President Barack Obama's re-election means the Affordable Care Act will move forward, but Gov. Tom Corbett says he sees no reason to rush to implement one of its centerpieces: a health-care exchange in Pennsylvania.

States mulling whether to plan their own health-care marketplaces or turn the process over to the U.S. government recently received an extension.

They now have until mid-December to submit a "blueprint" for how the federally mandated health-care exchanges will work. Will it be planned by just the state, just the federal government, or both?

Corbett says he hasn't made a decision as far as Pennsylvania's concerned, and he hardly considers the new Dec. 14 date a deadline.
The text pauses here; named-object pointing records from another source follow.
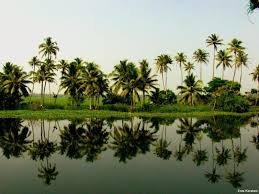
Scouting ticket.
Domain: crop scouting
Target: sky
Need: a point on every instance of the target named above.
(107, 31)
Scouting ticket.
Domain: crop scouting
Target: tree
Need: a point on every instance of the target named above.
(189, 66)
(72, 80)
(215, 41)
(14, 82)
(147, 81)
(235, 46)
(162, 65)
(255, 77)
(201, 56)
(48, 48)
(224, 59)
(241, 60)
(181, 59)
(191, 93)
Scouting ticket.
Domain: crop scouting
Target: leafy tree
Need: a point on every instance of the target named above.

He says the commonwealth could still switch to a state-run exchange even if it were to begin under federal control.

"Let them start a program and then we can opt in later," he said. "So I'm keeping my options open at the moment."
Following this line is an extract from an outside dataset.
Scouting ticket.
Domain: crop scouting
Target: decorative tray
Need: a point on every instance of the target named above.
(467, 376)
Corbett says he is not convinced the health-care exchange is a good financial decision for Pennsylvania.

"I'm concerned about (the way) they say, 'Well. it's free.' Nothing in government is free," Corbett said. "And I want to drive that home."

The federal government has awarded a grant to Pennsylvania for exchange-planning costs, and has promised federal funding for exchange-related costs until 2015.

After that, all exchanges must be self-funded.

Several Republican governors have announced they'll forgo the state-run exchange.

Corbett, who is heading to the annual meeting of the Republican Governors Association this week in Las Vegas, said he will compare notes with his colleagues in other states.